How to deal with NDA in regards to UX portfolio

I've gotten a few UX projects under my belt, but it's hard for me to talk about them because of the stringent NDAs I've had to sign. One client I worked for is notorious for lurking on designer's portfolio sites and sending out cease and desist emails if they display any of that client's work.

I'm struggling to sell myself as a UXer since I don't have much to show in my portfolio. Has anyone else overcome this barrier? Thanks!

1 Answer

One thing to keep in mind is quality over quantity; that helps. If you have already done the work and you're under NDA, you're probably out of luck.

However, at the time you are negotiating the work, is when you'd want to agree on what can and can't be used in your portfolio. As a designer, you want to tell a story. So your projects should speak more about how you came to those UX solutions, not what they were. Part of your agreement is that you build this project out on your portfolio privately, and allow the client to see it and sign off on it before it goes live to everybody. That way you cover yourself.
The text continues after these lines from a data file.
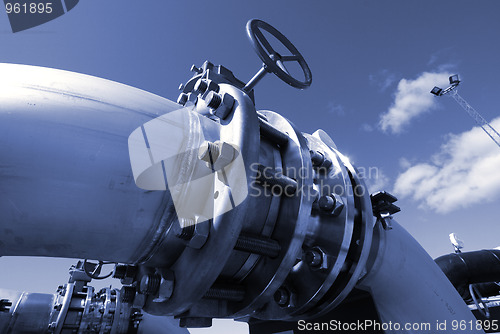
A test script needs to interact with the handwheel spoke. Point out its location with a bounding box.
[245,19,312,91]
[281,55,300,61]
[276,59,290,75]
[255,29,275,55]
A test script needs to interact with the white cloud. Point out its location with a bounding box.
[394,117,500,213]
[379,72,449,133]
[360,123,373,132]
[358,167,389,194]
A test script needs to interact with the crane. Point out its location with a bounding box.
[431,74,500,147]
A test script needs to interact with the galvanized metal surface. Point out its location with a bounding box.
[0,64,179,262]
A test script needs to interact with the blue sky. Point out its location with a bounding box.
[0,0,500,332]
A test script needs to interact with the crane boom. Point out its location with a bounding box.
[451,89,500,147]
[431,74,500,147]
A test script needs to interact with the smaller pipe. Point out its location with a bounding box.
[259,118,289,146]
[434,249,500,299]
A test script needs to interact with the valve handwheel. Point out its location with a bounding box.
[247,19,312,89]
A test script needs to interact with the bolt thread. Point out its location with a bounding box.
[177,93,188,105]
[257,165,297,196]
[193,79,208,94]
[113,264,127,279]
[199,141,220,164]
[204,286,245,302]
[234,234,281,258]
[206,91,222,109]
[309,150,325,167]
[121,286,135,303]
[141,274,161,295]
[177,218,195,240]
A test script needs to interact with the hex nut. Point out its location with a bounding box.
[205,91,235,119]
[304,247,328,270]
[318,193,344,217]
[153,270,175,303]
[187,220,210,249]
If you have to do projects cheap to get a client and project you can use, do that, until you get your portfolio built, than raise the rate.

Hi Kevin,

Yes, I've already completed these projects. :( With one project I tried to make a compromise by showing "scrubbed" deliverables only online, but the client insisted that no aspect of the project should be presented to outsiders (it'd give away their 'secret sauce', as they called it).